Tuesday, December 2, 2008

Problems I Can't Solve


All day long they come to me with problems.

“Ms K – can you help me with my math?”
“Do you know anything about science?”
“T is going to get into a fight after school with E, and he keeps threatening me too.”

Most of them, I can solve. In Social Studies – I can give them an answer, or at least make up one that’s convincing and logical. In other subject areas I can usually figure it out. I can call a meeting to mediate problems between the students, getting administrators involved when it is necessary. There are a lot of problems that I can solve – more than I ever would have thought I could.

And then there are those which I can’t.

C is a smart, beautiful girl. She is popular and energetic, and overflowing with confidence. She comes into my room every morning and gives me a hug before going to class. Last week she was moping around the school, and I kept her after class one day to talk to her.

“C – you’ve been moping around all week. What’s wrong? You don’t seem like yourself.”

“I’m okay,” she said, unconvincingly.

“Okay – well if you need to talk, you know I’m here.” As I finish my sentence her eyes fill with tears that spill down her cheeks.

“I just feel so neglected by my parents,” she says, her voice breaking as she turns into the 11 year old that she is.

“What do you mean?” I ask her. She tells me a story about messing up a money order she was writing for her mother, and her father calling her stupid and stopping talking to her. He hadn’t spoken with her for a week except to tell her how stupid she was. She complained that she was always in trouble with her whole family, and any time something went wrong they would blame it on her. It sounded a bit like a case of an eleven-year-old feeling sorry for herself, but it didn’t make it any less true or real for her.

“C, you know you are so so smart, and your dad cares about you a lot, he just was angry and tired, and probably said something that he didn’t mean.” She shakes her head at this, telling me that I’m wrong, and that truly he doesn’t care. He doesn’t’ speak with any of her older siblings, and will be glad when she is no longer around too. He’s always drunk and lost his job because of his drinking, she reveals to me. She has been sleeping in the bathtub to avoid the conflict.

Eventually I stop telling her that it will be okay or get better, or that her parents are not neglecting her and are in fact incredibly proud of her, because I realize that I don’t know. Instead I try helping her figure out how to deal with it.

“What do you do to make yourself feel better when all this is happening?”

Through her tears, she tells me that she goes into the bathroom and takes pictures of herself with her cell phone. Ah – that’s the girl I know and love. I laugh and give her a book, suggesting that it will help her escape, though it feels as inadequate as it is. This is a problem that I can’t solve – and I face a undred of them a day.

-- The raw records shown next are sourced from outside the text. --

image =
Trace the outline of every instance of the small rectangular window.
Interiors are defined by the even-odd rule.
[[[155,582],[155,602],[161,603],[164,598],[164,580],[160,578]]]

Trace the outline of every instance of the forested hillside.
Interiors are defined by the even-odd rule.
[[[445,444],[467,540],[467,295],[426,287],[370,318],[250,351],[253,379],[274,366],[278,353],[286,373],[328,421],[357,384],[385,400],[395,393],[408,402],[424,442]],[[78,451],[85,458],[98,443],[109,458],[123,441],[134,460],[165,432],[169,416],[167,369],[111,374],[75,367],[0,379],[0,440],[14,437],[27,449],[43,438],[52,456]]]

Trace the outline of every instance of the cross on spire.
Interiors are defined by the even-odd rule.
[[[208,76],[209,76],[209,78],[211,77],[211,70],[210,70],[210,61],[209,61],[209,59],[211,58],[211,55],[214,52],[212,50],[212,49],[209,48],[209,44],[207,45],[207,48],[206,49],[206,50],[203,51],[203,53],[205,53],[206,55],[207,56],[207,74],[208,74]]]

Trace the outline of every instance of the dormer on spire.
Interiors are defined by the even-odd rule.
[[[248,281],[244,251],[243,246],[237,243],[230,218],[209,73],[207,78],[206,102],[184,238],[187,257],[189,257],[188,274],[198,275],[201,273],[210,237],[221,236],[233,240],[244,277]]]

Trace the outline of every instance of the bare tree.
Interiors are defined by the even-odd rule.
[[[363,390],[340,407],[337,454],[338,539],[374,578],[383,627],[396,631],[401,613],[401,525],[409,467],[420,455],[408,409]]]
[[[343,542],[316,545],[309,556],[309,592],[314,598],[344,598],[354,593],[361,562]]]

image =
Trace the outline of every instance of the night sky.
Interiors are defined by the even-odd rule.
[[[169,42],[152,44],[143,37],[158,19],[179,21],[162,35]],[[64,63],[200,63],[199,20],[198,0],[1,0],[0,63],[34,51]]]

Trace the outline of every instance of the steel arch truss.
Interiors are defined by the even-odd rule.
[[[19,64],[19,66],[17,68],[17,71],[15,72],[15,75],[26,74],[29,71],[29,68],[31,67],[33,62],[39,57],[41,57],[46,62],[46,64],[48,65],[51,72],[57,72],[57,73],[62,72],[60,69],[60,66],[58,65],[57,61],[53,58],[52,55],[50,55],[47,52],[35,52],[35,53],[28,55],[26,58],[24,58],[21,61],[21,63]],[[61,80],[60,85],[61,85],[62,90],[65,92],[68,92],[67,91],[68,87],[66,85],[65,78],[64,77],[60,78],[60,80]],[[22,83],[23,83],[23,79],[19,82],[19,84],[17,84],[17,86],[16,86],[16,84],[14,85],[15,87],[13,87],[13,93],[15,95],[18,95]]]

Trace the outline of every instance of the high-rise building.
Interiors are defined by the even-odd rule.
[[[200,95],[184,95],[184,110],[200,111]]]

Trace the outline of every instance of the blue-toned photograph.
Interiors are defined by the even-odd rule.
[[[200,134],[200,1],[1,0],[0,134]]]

T has been in trouble every day this month, constantly getting in fights and cutting class and having his mom called. Today he comes to my room in tears, his tough boy exterior momentarily abandoned.

“T – what can we do to help you improve?” I ask him.
“Naw – I just hate this fucking school – they always be calling my mom. I want to leave this school.”
“Well what if that isn’t an option? Can we figure out other ways for things to get better for you?” He is one of my favorite students, with a ht head and a desire to be cool, but smart and fun when he’s not misbehaving.
“I don’t want to live there anymore!”
“Where?” He is distraught and seems irrational, ranting about this.
“With her! With my mom and my uncle. All they do is hit me.” He face crumbles and he puts his head down on his desk. I had spoken with his brother a week earlier, trying to figure out what was going on with him that had been making him act out so much. His brother had mentioned this problem that he had with his uncle, but I had never seen T so upset.

Before I could even try to think of a solution, or at least some kind words, a voice on the loudspeaker calls him to the office. He pulls himself together and walks out, another unsolved problem that I will take home with me.

I have to care, but I can’t care too much – because there are so many problems that I can’t solve. There are too many variables beyond my control. If I care too much I will go crazy, and yet how do you keep yourself from caring about these kids whoa re in your life more than any family or friends, changing you and opening your eyes in new ways every day?